C. Analisis Tindakan Keperawatan (Nursing Implementation


Analyse)
Implementasi keperawatan adalah serangkaian kegiatan yang dilakukan
oleh perawat untuk membantu pasien dari masalah status kesehatannya yang lebih
baik dengan menggambarkan kriteria hasil sesuai yang diharapkan (Potter &
Perry, 2005). Dalam melaksanakan asuhan keperawatan, penulis berkolaborasi
dengan tim medis lain serta melibatkan keluarga untuk mencapai tujuan yang
diharapkan. Tindakan keperawatan utama pada diagnosa keperawatan
Hipervolemia yang dilakukan pada pasien Tn. M dengan CKD diantaranya adalah
memeriksa tanda dan gejala hypervolemia, membatasi asupan cairan dan gara,
menganjurkan cara membatasi cairan dan Kolaborasi pemberian diuretic
(Furosemid (IV) 1x1 40 mg, Nefrosteril (Inf) 1x1 10ml/jam)

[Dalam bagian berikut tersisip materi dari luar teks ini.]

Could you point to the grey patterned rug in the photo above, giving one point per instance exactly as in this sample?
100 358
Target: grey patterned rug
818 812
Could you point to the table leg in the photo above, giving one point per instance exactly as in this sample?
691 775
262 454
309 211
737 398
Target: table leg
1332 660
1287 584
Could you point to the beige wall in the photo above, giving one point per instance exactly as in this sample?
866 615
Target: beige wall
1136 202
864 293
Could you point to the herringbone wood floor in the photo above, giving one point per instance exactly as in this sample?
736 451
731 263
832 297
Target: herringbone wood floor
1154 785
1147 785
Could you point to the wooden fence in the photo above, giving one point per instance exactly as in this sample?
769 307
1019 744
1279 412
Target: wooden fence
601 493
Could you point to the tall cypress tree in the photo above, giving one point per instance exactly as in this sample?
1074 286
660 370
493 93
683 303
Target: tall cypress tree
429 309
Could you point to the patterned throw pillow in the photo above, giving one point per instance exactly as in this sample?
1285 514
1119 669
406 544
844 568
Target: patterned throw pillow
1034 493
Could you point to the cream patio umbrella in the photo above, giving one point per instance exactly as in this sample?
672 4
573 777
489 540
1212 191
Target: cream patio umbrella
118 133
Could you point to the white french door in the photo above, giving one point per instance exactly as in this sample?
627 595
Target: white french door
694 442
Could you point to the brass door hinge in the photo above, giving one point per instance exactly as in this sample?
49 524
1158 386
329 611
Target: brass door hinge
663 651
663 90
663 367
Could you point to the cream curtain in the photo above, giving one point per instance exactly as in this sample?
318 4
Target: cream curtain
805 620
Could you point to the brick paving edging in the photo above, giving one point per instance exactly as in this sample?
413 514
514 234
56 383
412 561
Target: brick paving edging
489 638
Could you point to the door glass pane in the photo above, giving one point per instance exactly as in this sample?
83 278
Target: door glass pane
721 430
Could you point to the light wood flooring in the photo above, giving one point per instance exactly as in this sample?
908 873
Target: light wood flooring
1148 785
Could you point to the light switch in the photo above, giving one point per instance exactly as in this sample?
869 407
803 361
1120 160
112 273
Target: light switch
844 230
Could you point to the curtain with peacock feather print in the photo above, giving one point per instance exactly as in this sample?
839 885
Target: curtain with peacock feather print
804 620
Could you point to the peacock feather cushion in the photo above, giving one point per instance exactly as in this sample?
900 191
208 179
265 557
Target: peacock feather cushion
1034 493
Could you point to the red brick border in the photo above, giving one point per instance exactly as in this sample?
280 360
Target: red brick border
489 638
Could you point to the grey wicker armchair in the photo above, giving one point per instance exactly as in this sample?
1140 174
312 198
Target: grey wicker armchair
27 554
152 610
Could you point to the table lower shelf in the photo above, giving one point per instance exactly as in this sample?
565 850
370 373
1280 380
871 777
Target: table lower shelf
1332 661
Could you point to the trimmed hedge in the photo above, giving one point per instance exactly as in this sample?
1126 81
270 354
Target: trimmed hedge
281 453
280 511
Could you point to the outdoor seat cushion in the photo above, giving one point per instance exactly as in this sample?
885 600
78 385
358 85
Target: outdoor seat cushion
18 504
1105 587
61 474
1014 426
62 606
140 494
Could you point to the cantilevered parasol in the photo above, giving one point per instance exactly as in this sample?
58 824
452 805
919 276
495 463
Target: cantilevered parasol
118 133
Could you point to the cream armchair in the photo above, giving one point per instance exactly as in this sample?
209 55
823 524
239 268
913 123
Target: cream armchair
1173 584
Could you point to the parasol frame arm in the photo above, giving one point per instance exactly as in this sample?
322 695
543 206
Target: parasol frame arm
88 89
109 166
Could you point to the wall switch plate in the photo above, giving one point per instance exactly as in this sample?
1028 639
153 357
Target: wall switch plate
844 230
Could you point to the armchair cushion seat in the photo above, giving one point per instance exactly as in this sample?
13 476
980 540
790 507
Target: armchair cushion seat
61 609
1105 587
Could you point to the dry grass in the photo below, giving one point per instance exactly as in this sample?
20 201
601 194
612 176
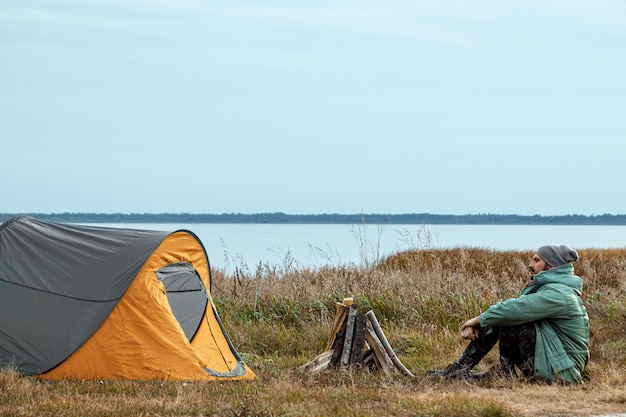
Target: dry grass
278 316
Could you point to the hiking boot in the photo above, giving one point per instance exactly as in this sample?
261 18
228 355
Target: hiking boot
494 373
453 371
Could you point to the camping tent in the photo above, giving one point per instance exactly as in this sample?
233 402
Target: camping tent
84 302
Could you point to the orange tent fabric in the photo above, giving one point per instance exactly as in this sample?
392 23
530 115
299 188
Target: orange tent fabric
142 339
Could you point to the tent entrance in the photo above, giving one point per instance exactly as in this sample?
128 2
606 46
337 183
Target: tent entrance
186 294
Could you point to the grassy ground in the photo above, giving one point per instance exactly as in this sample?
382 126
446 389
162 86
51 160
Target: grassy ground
279 317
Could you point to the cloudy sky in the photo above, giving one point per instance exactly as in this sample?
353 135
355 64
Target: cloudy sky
455 107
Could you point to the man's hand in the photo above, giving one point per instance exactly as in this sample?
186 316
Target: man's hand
469 330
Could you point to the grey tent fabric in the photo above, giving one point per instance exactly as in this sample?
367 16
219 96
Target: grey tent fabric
89 268
186 294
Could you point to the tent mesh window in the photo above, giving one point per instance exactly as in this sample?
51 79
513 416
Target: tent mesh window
186 294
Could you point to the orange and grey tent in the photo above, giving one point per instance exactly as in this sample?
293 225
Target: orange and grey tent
86 302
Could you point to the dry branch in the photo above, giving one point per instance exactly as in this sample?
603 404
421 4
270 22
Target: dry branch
357 339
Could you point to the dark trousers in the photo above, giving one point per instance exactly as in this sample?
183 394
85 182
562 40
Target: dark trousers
517 348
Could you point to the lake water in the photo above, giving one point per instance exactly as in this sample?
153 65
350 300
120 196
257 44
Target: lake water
315 245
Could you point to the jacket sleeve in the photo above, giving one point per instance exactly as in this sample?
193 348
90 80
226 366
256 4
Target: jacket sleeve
546 303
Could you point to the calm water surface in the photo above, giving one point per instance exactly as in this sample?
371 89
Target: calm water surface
333 244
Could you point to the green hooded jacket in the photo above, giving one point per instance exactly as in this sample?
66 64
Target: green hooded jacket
553 302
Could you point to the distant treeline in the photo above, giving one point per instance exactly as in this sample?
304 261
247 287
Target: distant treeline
278 217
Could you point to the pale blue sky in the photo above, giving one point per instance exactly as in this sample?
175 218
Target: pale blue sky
511 107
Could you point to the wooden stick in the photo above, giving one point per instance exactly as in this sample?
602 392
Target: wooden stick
381 355
372 318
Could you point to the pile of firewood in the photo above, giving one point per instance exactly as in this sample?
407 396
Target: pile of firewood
356 339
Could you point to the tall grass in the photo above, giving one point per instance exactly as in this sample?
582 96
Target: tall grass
279 316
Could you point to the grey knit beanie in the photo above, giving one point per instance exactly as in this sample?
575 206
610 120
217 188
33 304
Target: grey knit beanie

Tindakan keperawatan pada diagnosa keperawatan pola nafas tidak
efektif yang dilakukan pada pasien Tn. M dengan CKD diantaranya adalah
memonitor pola nafas (menggunakan otot bantu pernafasan, RR : 25 x/menit,
SPO2 : 97%), memposisikan semi fowler/fowler, memberikan oksigen (diberikan
terapi O2 dengan Nasal kanul 3L) dan kolaborasi pemberian bronkodilator,
ekspektoran, mukolitik, jika perlu
Tindakan keperawatan pada diagnosa keperawatan perfusi perifer tidak
efektif yang dilakukan pada pasien Tn. M dengan CKD diantaranya adalah
memeriksa sirkulasi perifer CRT >3 detik, akral dingin, TD : 140/98 mmHg,
menghindari pemasangan infus atau pengambilan darah diarea keterbatasan
perfusi terpasang infus Nefrosteril di tangan kanan 10 ml/jam, menganjurkan
minum obat pengontrol tekanan darah secara teratur Candestan 6mg (P.O) 1xOxO
dan kolaborasi pemberian farmakologi As.folat (P.O) 1x1 untuk anemia,
As.Tranexamat (IV) 3x1 untuk mengurangi perdarahan, Vit.K (IV) 3x10mg untuk
pembentukan sel darah merah
Tindakan keperawatan pada diagnosa keperawatan Gangguan Integritas
Kulit yang dilakukan pada pasien Tn. M dengan CKD diantaranya adalah
memonitor tanda-tanda infeksi terdapat kemerahan di sekitar luka luka femoral,
Leukosit 11.710/uL, melakukan perawatan luka CDL 1 kali dalam 3 hari, dan
dilakukan perawatan luka femoral 1x1 dengan chlorhexidine untuk mencegah
terjadinya infeksi, menjelaskan tanda dan gejala infeksi dan kolaborasi pemberian
antibiotic ceftriaxone 2x1gr (IV).
Tindakan keperawatan pada diagnosa keperawatan Risiko Infeksi yang
dilakukan pada pasien Tn. M dengan CKD diantaranya adalah memonitor tanda
dan gejala infeksi lokal dan sistemik terdapat kemerahan pada luka femoral,
Leukosit 11.710/uL, mencuci tangan sebelum dan sesudah kontak dengan pasien
dan lingkungan pasien, memberikan perawatan kulit pada area edema Pasien di
berikan minyak zaitun di kaki kanan yang terdapat edema Dan kolaborasi
pemberian antibiotic Ceftriaxone (IV) 2x1gr.